Klassische Internet-Telefonie

netplanet Werbung

Klassische Internet-Telefonie baut in erster Linie auf offene und herstellerunabhängige Standards auf. Das ist die wichtigste Grundlage für produkt- und plattformübergreifende Telefonielösungen, aufbauend auf H.323 oder SIP. Interessanterweise lässt sich aber an beiden Protokollen sehr schön die unterschiedliche Philosophie der "Telefonleute" und der "Internetleute" erkennen.

Die Idee aus der Telefoniewelt - H.323

Das etwas zungenbrecherische Kürzel H.323 bezeichnet eine Protokollfamilie (eine so genannte "Umbrella"-Empfehlung, die sich darauf bezieht, dass der Standard als Sammelschirm für viele einzelne Standards dient) der International Telecommunication Union (ITU). Sie wurde als Empfehlung des Telecommunication Standardization Bureau (ITU-T) im Jahre 1996 veröffentlicht und gilt deshalb als offizieller Standard. Der Präfix-Buchstabe "H" kennzeichnet in der Nomenklatur der ITU, dass die Protokollfamilie zum Bereich "Audiovisuelle und multimediale Systeme" gehört, während die Zahl 323 eine Kennzeichnung ist, dass H.323 in die Familie der H.32x-Serie ist. Diese Serie enthält verschiedene Protokollfamilien, unter anderem auch welche, die die klassische Telefonie und ISDN beschreiben. Zur Anpassung des Übertragungsweges nutzt H.323 das Protokoll Real-Time Transport Protocol (RTP), das, vereinfacht gesagt, dafür sorgt, dass H.323-Daten auf IP-Netzwerken übertragen werden können.

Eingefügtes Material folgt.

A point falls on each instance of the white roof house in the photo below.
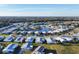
(59, 38)
(49, 40)
(38, 40)
(67, 38)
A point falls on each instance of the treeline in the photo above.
(35, 19)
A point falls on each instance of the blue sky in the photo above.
(39, 9)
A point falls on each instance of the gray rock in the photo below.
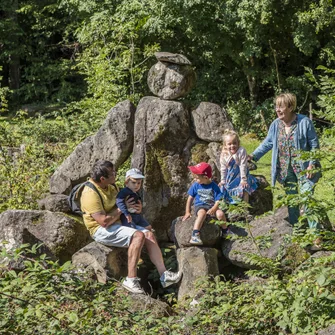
(195, 263)
(170, 81)
(106, 262)
(113, 141)
(61, 234)
(172, 58)
(270, 228)
(210, 232)
(161, 133)
(55, 203)
(210, 122)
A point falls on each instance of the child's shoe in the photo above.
(196, 240)
(133, 285)
(168, 278)
(227, 232)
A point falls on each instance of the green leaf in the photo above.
(321, 279)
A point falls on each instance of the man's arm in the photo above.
(107, 219)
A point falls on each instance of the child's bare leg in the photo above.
(245, 197)
(201, 216)
(220, 215)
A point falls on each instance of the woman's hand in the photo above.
(186, 216)
(310, 174)
(130, 203)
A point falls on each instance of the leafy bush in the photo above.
(49, 298)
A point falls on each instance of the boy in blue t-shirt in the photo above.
(207, 196)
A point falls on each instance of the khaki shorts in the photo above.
(116, 235)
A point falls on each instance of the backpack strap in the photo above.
(92, 186)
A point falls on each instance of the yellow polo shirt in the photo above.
(90, 203)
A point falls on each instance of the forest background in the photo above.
(65, 63)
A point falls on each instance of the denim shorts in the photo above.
(116, 235)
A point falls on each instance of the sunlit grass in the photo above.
(322, 190)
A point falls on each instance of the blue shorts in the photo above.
(205, 207)
(116, 235)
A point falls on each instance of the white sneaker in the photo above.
(196, 240)
(133, 285)
(168, 278)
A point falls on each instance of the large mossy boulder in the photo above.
(172, 77)
(196, 263)
(210, 122)
(105, 262)
(161, 151)
(61, 234)
(210, 232)
(113, 142)
(265, 236)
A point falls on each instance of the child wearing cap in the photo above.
(206, 196)
(133, 184)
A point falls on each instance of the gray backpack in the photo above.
(75, 195)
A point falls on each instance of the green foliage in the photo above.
(49, 298)
(30, 151)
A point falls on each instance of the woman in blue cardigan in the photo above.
(288, 134)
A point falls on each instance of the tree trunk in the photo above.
(252, 82)
(14, 59)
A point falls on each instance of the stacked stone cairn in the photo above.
(164, 135)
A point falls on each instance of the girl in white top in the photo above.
(235, 177)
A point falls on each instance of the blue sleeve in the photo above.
(267, 144)
(313, 141)
(217, 192)
(192, 191)
(120, 201)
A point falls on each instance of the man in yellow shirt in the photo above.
(103, 222)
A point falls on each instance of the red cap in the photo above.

Dieses Zurückgreifen auf bereits vorhandene, offizielle ITU-Telefoniestandards ist ein großer Vorteil für H.323, weil so schon recht frühzeitig ein kompletter Standard präsentiert werden konnte, der einsatzfähig Sprache über das Internet beziehungsweise IP-Netzwerke transportieren kann. Dies erleichterte beispielsweise Herstellern von Telefonanlagen die Implementierung von H.323 in vorhandene Systeme. Die Zielgruppe von H.323 war deshalb von Anfang an vor allem Unternehmen, die größere Telefonanlagen und lokale Netzwerke betreiben und nach einer Möglichkeit suchen, beide Welten miteinander zu verheiraten.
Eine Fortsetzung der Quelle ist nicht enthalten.